Que Dieu vienne en aide au loup qui ne fait pas hurler les chiens

Publié le par Fred Pougeard

Que Dieu vienne en aide au loup qui ne fait pas hurler les chiens

C'est là que tu l'as rencontré -le mystère de la haine.
Après tes billions d'années dans la matière anonyme
C'est là que tu as été trouvée -et vite haïe.
Tu essayais de toutes tes forces d'atteindre les gens, de les toucher
Avec des dons de toi-même-
Comme tes tout premiers mots, enfant, lorsque
Tu te précipitais vers chaque visiteur de la maison,
Agrippant ses jambes et criant "je vous aime, je vous aime !".
Tout comme tu avais dansé pour ton père
Dans la maison de la colère -dons de ta vie
pour adoucir sa mort lente et t'immerger en elle
Où il reposait, calé contre le sofa,
Pour atténuer l'amertume d'une mort atroce.

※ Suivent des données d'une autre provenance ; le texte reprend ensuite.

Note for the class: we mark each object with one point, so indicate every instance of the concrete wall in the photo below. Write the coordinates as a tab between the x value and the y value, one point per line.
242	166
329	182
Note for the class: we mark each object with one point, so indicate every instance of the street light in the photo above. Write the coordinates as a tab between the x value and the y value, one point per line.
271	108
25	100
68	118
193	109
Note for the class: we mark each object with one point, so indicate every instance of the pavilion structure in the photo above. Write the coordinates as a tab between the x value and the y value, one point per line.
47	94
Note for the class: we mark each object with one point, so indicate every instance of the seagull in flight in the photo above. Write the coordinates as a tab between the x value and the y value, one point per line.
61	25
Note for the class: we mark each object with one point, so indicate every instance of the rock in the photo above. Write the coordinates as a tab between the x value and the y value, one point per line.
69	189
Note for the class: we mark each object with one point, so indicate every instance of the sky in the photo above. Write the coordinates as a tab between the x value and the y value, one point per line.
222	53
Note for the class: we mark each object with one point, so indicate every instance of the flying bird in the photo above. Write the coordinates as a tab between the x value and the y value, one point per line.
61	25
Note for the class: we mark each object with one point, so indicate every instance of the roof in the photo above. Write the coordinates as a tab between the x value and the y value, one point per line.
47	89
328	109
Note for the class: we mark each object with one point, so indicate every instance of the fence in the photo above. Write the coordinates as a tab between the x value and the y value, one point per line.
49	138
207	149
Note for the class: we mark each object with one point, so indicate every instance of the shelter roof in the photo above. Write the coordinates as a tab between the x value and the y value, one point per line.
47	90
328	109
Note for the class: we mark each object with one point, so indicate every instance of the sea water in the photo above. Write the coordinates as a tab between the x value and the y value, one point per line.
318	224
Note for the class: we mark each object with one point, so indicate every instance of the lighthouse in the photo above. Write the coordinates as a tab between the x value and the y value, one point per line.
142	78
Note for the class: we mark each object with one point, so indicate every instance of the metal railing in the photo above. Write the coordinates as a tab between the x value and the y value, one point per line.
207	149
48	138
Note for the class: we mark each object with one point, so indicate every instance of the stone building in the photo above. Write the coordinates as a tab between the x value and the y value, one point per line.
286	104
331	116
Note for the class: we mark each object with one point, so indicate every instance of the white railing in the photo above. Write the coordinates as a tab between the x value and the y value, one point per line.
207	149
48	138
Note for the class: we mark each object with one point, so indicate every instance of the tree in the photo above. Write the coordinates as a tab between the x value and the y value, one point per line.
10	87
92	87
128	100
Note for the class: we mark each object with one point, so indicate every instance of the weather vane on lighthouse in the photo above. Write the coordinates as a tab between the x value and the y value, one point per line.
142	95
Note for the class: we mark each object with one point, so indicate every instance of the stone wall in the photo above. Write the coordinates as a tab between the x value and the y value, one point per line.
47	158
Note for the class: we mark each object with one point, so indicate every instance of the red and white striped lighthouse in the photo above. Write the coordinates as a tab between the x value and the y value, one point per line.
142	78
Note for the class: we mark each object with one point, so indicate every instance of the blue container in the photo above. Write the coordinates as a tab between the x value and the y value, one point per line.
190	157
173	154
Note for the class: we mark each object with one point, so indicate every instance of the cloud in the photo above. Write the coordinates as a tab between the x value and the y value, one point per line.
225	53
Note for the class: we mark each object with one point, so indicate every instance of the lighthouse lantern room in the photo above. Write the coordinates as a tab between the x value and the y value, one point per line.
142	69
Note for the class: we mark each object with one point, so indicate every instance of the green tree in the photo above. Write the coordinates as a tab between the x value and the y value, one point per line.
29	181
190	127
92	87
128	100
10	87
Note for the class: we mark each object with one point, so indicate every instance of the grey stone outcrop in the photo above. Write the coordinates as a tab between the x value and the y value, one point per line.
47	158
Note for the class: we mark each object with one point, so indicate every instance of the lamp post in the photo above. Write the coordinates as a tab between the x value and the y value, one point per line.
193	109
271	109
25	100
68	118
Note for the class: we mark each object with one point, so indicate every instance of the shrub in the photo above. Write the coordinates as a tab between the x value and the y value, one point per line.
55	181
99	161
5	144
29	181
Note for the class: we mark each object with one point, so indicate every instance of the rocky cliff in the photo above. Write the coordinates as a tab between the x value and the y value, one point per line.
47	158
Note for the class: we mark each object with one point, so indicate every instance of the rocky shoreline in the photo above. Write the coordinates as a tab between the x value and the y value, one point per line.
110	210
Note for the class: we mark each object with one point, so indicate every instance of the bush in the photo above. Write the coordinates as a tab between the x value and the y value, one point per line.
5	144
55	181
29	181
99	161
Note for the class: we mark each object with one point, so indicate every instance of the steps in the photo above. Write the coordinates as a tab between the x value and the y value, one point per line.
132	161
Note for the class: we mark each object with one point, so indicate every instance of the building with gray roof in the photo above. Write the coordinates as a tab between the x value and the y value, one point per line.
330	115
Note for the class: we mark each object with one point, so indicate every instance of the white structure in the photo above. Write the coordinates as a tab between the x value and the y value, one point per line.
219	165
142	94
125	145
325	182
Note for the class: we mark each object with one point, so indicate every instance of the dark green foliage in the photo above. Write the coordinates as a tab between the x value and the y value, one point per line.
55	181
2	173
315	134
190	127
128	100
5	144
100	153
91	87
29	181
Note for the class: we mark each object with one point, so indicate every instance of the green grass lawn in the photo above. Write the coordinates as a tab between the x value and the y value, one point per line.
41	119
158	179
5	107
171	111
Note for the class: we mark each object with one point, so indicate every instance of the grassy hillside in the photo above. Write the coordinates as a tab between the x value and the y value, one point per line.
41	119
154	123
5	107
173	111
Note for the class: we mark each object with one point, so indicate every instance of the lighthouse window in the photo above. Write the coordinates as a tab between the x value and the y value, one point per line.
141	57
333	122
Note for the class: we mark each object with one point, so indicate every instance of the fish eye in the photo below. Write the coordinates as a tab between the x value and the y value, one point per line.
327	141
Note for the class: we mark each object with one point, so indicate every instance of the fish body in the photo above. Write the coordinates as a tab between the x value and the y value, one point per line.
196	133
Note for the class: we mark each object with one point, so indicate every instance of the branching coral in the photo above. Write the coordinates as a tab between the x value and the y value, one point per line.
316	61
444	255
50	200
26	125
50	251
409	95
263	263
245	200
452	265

Pour donner plus encore, tu es partie à la recherche de toi-même.
C'était comme si, la nuit tombée -lui disparu-
Tu continuais à danser dans la maison obscure,
Avec tes huit ans et tes paillettes.

Partie à la recherche de toi-même, dans l'obscurité, tu dansais,
Perdant pied lentement, pleurant doucement,
Comme quelqu'un qui cherche celui qui se noie
Dans l'eau obscure,
Et tend l'oreille, paniqué à l'idée de perdre
Ces quelques secondes au lieu de chercher-
Puis en silence se met à danser avec plus de frénésie encore.
Les Facultés ont levé la tête. Vraiment, il semblait
Que tu avais dérangé quelque chose.
Qu'elles venaient d'achever et tenaient avec précaution,
D'un seul morceau,
jusqu'à ce que la colle ait séché. Et, comme
Si elles rapportaient quelque crime à la police,
Elles t'ont fait savoir que tu n'étais pas John Donne.
Cela ne te touche plus. As-tu retenu leurs noms ?
Ensuite, elles t'ont fait savoir, jour après jour,
Leur mépris pour tout ce que tu entreprenais,
Se sont donné du mal pour injecter leur bile,
Soit-disant pour ton bien,
Dans ton café chaque matin. Elles allaient jusqu'à signer
Leurs lettres homéopathiques,
Enveloppes pleines de verre soigneusement brisé
A déposer au fond de tes yeux pour ne pas oublier

Que personne ne voulait de ta danse,
Personne ne voulait de ton étrange éclat-
Ta vie en train de perdre pied,
De se noyer. Personne ne voulait de ton effort pour la sauver,
Nageant sur place, une danse sur les eaux noires et agitées
cherchant quelque chose à donner-

Tout ce que tu pouvais trouver
Elles le bombardaient d'éclat de verre,
La dérision, la boue -le mystère de cette haine.

Ted Hughes, Birthday Letters 1998, traduit de l'anglais par Sylvie Doizelet. Editions Gallimard 2002.